This study addresses the challenge of accurately estimating resource block (RB) capacity prior to satellite communication system deployment, where unknown spatial fading correlations pose significant overload risks. The work presents the first RB-dimensioning rule tailored for satellite coverage areas, modeling the spatial fading covariance structure via a Gaussian random field. By integrating stochastic user sampling, Monte Carlo simulations, and concentration inequality analysis, the proposed framework delivers a robust RB budget estimate under a prescribed target overload probability. Furthermore, it derives a conservative analytical upper bound on the overload probability for the resulting RB allocation. This approach provides system planners with a reliable foundation that combines simulation-based accuracy with rigorous theoretical guarantees for capacity planning in satellite networks.

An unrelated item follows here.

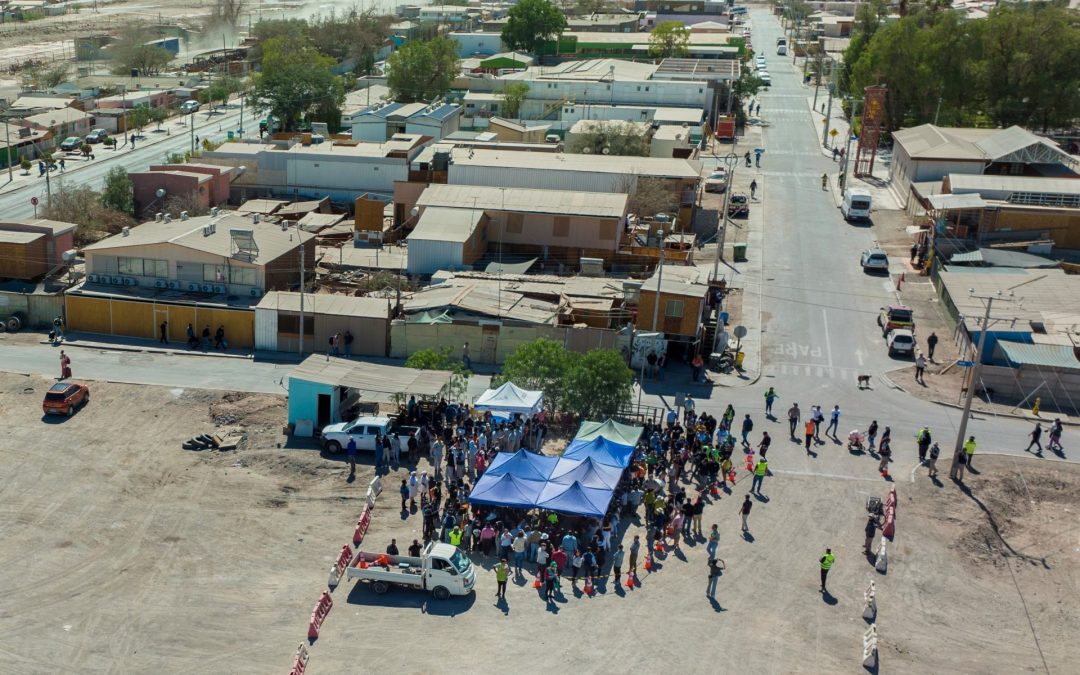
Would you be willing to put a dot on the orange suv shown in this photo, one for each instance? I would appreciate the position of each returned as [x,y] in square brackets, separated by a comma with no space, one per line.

It is critical to dimension (accurately estimate capacity of) a satellite system prior to deployment, as it is very expensive to reconfigure launched satellite systems that fail to meet demand or that waste capacity. The fundamental requirement is a dimensioning rule for resource blocks (RBs) given a satellite footprint and a target overload probability (target Quality-of-Service). The rule must be robust to the spatial covariance structure of signal attenuation, which is generally unknown both at the time of pre-deployment dimensioning and afterwards. Existing approaches address parts of this problem, but there does not yet exist a footprint-level RB dimensioning rule for the satellite context. We develop such a rule: starting with a Gaussian attenuation field that induces a covariance structure inspired by classical work on spatial covariance of attenuation, we sample users at random along with their field-based attenuation values, and estimate aggregate RB demand for a target overload probability. We do this in two complementary ways: a Monte Carlo route that gives a simulation-derived RB budget for a given target overload probability, and a concentration route that gives a conservative analytic upper bound on the target overload probability for a given RB budget (such as the one obtained through simulation). Taken together, these complementary approaches give a principled way to dimension RBs for a satellite footprint under spatially correlated attenuation.